Higher-than-expected costs for the ongoing Roundup court cases have contributed to a pre-tax loss of €9.4bn (£8.45bn) in the third quarter of 2020 for agrochemical giant Bayer.
A weaker demand from farmers due to low biofuel prices, the impact of the coronavirus pandemic and €9.25bn (£8.32bn) in impairments on agriculture businesses – much of it related to the Monsanto deal – were also to blame.
Bayer has been involved in litigation over the Roundup weedkiller since its 2018 takeover of Monsanto, due to thousands of US lawsuits claiming the product causes cancer.

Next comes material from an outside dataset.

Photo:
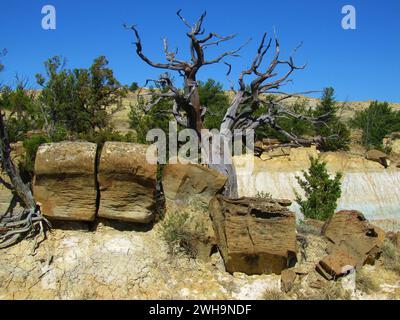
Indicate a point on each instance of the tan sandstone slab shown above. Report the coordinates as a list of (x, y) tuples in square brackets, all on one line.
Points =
[(255, 236), (183, 183), (64, 181), (127, 183)]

The company agreed a $10.9bn (£8.78bn) pay-out in June but a judge later took issue with a side arrangement on future cases that may yet be lodged, known as a class plan.
Addressing this objection will increase the cost of the settlement by about $750m (£576m), according to Bayer.
Currently 88,500 of the approximate 125,000 glyphosate claims in the class settlement have been agreed in principle, Bayer said.
In addition, the impact of the coronavirus pandemic has put further strain on the crop science division, said chief financial officer Wolfgang Nickl.
The charges more than offset combined gains booked in the quarter from the sale of its Animal Health business to Elanco,
and the divestment of a stake in industrial park operator Currenta of €5bn.